Digitalización de nuestros espacios más íntimos
No descubro la pólvora si os recuerdo los nuevos horizontes que las redes sociales abren para el intrincado mundo de las relaciones humanas. Hace ya más de una década que un prestigioso periódico económico incluía en la categoría de “hecho insólito” la digitalización de la profesión más vieja del mundo. No ya por la globalización de un mercado casi universal desde que el mundo es mundo, sino por las facilidades de camuflaje que la tecnología ofrecía ya por aquel entonces para sortear la legalidad. Otros, sin embargo, han experimentado los daños colaterales de su afán por contabilizar y compartir en la Red sus logros personales. Es el caso de los usuarios de las pulseras de actividad que, al parecer, no son aptas para infieles incautos, que corren el riesgo de ser “pillados” a través del dispositivo que les regaló su suegra en las últimas Navidades.
Y es que la invasión digital de nuestros espacios más íntimos es un hecho. Para muestra un botón: en las últimas ediciones de una de las ferias tecnológicas más importantes del mundo, el CES, los juguetes eróticos han sido los protagonistas.
La feria ha tenido este año que rendirse a los mandatos del mercado para tender la alfombra roja a una muchacha que, de forma inusitada, en 2019 ganó y a la que se le negó el galardón en la categoría de drones y robótica porque el artefacto premiado era un dispositivo de estimulación femenina. Por lo que parece, la conjunción de tecnología y mercado está llevando a la organización a replantearse la idea de lo que se considera moral o inmoral.
Realidad virtual para “recuperar” a seres queridos fallecidos
Esta reflexión nos deriva a los intricados senderos de la ética en temas tan espinosos como la pérdida de un ser querido. La tecnología aún no ha conseguido cumplir la promesa de regalarnos la inmortalidad, pero sí es capaz de crear la ilusión de burlar a la muerte. Sin embargo, cada vez son más las voces que claman por establecer límites en temas tan delicados. Una cosa es que la realidad virtual nos permita materializar en hologramas a artistas que ya murieron y otra muy distinta jugar con emociones tan profundas como el dolor de una madre que, por unos momentos, recupera a su pequeña hija ya fallecida, como recoge el documental coreano Meeting You.
El “robot sacerdote”
Pero la cosa no termina aquí. Ya hay hasta quien interpreta las cuestiones del alma en clave digital: ha llegado el “robot sacerdote”. Parece que en cuestiones espirituales big data y sus complejos algoritmos tienen mucho que decir. En Kioto hay un templo budista con más de cuatrocientos años en el que los fieles son guiados por un robot capaz de interactuar con ellos. Se llama Mindar y no es el primero. Rituales hindúes y protestantes han realizado experimentos similares.

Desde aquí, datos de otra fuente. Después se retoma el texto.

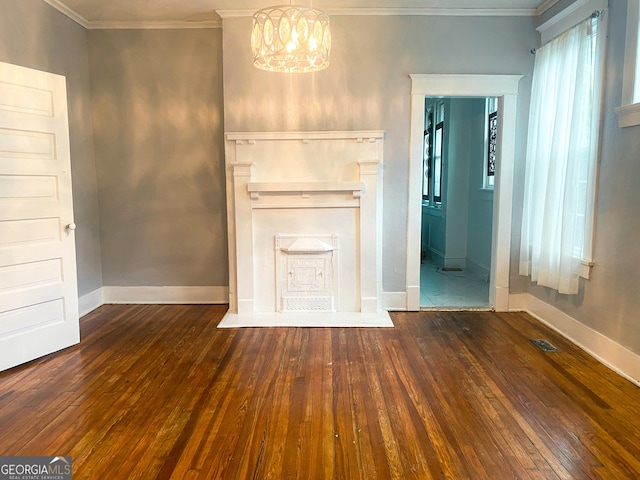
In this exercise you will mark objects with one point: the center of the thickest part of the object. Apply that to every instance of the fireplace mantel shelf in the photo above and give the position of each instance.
(256, 188)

Más allá de la anécdota, este tipo de experiencias nos hacen preguntarnos si la confluencia entre tecnología y religión solo busca atraer curiosos, aspira a reducir costes o refleja una nueva realidad que asciende la tecnología hasta los altares, como el nuevo dios de nuestro tiempo. Más allá de las creencias de cada cual, lo cierto es que las distintas religiones reflejan los valores y prioridades de las sociedades a las que sirven. En el pasado se esperaba que los dioses propiciaran buenas cosechas. Más tarde su función fue la de facilitar normas de convivencia y me pregunto si hoy en día no estaremos sucumbiendo a la adoración de un mundo virtual en el que encontramos mayor consuelo que en la fe.

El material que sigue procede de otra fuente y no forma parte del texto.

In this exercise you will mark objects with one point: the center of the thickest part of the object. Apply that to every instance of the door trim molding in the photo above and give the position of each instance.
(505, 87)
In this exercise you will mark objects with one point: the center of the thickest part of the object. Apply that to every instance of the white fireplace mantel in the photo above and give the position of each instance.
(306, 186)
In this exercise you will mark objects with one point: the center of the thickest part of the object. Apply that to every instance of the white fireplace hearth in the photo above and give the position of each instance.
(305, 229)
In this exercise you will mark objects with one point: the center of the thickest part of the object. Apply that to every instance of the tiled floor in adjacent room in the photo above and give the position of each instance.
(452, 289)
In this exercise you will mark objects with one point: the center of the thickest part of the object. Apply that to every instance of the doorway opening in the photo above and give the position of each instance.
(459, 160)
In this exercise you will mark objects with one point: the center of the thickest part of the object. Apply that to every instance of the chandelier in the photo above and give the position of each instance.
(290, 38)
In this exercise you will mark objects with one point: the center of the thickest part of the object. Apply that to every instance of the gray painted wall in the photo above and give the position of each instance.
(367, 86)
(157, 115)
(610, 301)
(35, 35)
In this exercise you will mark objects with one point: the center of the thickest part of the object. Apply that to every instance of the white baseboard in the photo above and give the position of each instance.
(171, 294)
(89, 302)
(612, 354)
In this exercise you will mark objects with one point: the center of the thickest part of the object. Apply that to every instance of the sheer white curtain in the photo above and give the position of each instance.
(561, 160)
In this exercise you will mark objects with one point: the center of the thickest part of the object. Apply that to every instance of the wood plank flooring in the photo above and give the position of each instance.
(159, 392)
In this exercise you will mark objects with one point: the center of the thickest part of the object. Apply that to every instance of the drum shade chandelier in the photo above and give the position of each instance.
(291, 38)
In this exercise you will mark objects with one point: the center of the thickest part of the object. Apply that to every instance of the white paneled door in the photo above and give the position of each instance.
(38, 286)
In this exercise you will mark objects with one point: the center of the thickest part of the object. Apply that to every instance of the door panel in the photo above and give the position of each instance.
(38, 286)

Tecnología con arte y que siente el dolor
Como reducto de lo más elevado del espíritu humano aún nos queda el arte. Pero este ámbito tampoco está libre del pecado digital. Varios ensayos han demostrado ya cómo una máquina puede, con cierta solvencia, escribir una novela o componer una melodía. A medio camino entre la industria del ocio y la expresión cultural, de nuevo el mercado manda y compañías como Spotify han explorado las posibilidades de big data para adelantarse a los deseos de los usuarios (y de paso, ahorrar costosos derechos de autor).
Sin embargo, me resisto a creer que una auténtica obra de arte se pueda reducir al estrecho marco de una acertada combinación de ceros y unos. El arte, como proceso de creación, solo nace de lo más sublime del alma humana. Si no lo entendemos así y pensamos realmente que una máquina, por muy sofisticada que sea, puede remplazar ese milagro hay que reconocer que nos estamos adocenando. Aunque también es cierto que hay un floreciente negocio de robots que ayudan a paliar la soledad de la tercera edad y hasta he leído que ya pueden sentir el dolor.
Por otro lado, a la vez que la tecnología cobra inteligencia, varios estudios afirman que los humanos cada vez somos menos listos. Quiero pensar que solo padecemos una atrofia temporal, deslumbrados por el horizonte de posibilidades que vemos ante nosotros. Queda la esperanza de que seamos capaces de recuperar una cierta dimensión trascendente. Encenderé una vela para rogar por ello, aunque sea ante el robot digital de alguna religión posmoderna.